This may be a slightly controversial card to advocate for an unban. The primary reason this card was banned was because in certain games and/or after a board wipe playing Biorhythm makes the game a draw. Well, let’s talk about that.

There are tons of cards that kill all players at the same time. Earthquake or Hurricane or Prosperity as just some examples. The fact that cards can end the game in a draw does not make them ban worthy. Meanwhile, the Commander format gives you access to a creature you should always be able to cast – your actual commander!

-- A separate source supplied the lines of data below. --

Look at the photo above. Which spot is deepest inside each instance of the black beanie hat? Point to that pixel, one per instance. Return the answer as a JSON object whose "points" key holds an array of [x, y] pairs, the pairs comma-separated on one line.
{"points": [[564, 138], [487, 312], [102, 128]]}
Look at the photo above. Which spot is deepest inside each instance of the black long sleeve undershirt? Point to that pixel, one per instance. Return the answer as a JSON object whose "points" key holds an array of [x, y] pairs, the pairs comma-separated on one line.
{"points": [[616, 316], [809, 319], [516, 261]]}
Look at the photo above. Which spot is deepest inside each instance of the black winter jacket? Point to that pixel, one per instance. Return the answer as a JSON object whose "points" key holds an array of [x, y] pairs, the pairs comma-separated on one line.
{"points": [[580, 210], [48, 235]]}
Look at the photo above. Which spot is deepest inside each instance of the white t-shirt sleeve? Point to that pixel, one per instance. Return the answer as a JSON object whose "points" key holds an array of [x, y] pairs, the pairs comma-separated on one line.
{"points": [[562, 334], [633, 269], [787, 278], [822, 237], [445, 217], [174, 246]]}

Of course, much like most of the cards on this list, there are so many more new cards that are so much better than an eight mana sorcery that to have Biorhythm take up a slot in a deck seems extremely sub-optimal. Going back to the original “strategy” of board wiping and then making the game end a draw, that does not seem very likely with so many more Indestructible creatures than ever, so many more protection effects than ever, and even free spells like Flawless Maneuver that could turn your “troll” Biorhythm into a win condition for your opponent. I put this card in the same category as mass land destruction, extra turns, Sway the Stars and so on. It could be a salt inducing card at some tables, and it could be a nothing burger at others. Divine Intervention exists and sees no play. That card has no purpose other than to end the game in a draw and it is only seven mana not eight and it’s not banned. Much like other cards, Biorhythm can be a win-con and sometimes it could also be a card that could draw the game. Unless we ban all cards that *could* draw the game, this seems like a safe unban.

What About Unbanning…

Most of the cards on the Commander Banned List make a huge amount of sense to stay banned. Cards like Flash and Griselbrand are always going to produce a massive effect on a game and are turn one possible. There are several significantly powerful cards that are not banned like Dockside Extortionist, Mana Crypt and Demonic Tutor which are simply too good for their mana cost but seem immune to banning. Those cards are certainly better than these still banned cards. In light of the recent unbannings of Preordain and Mind’s Desire maybe we could see the Commander banned list have a large revision to account for the continued power creep and velocity of newer cards.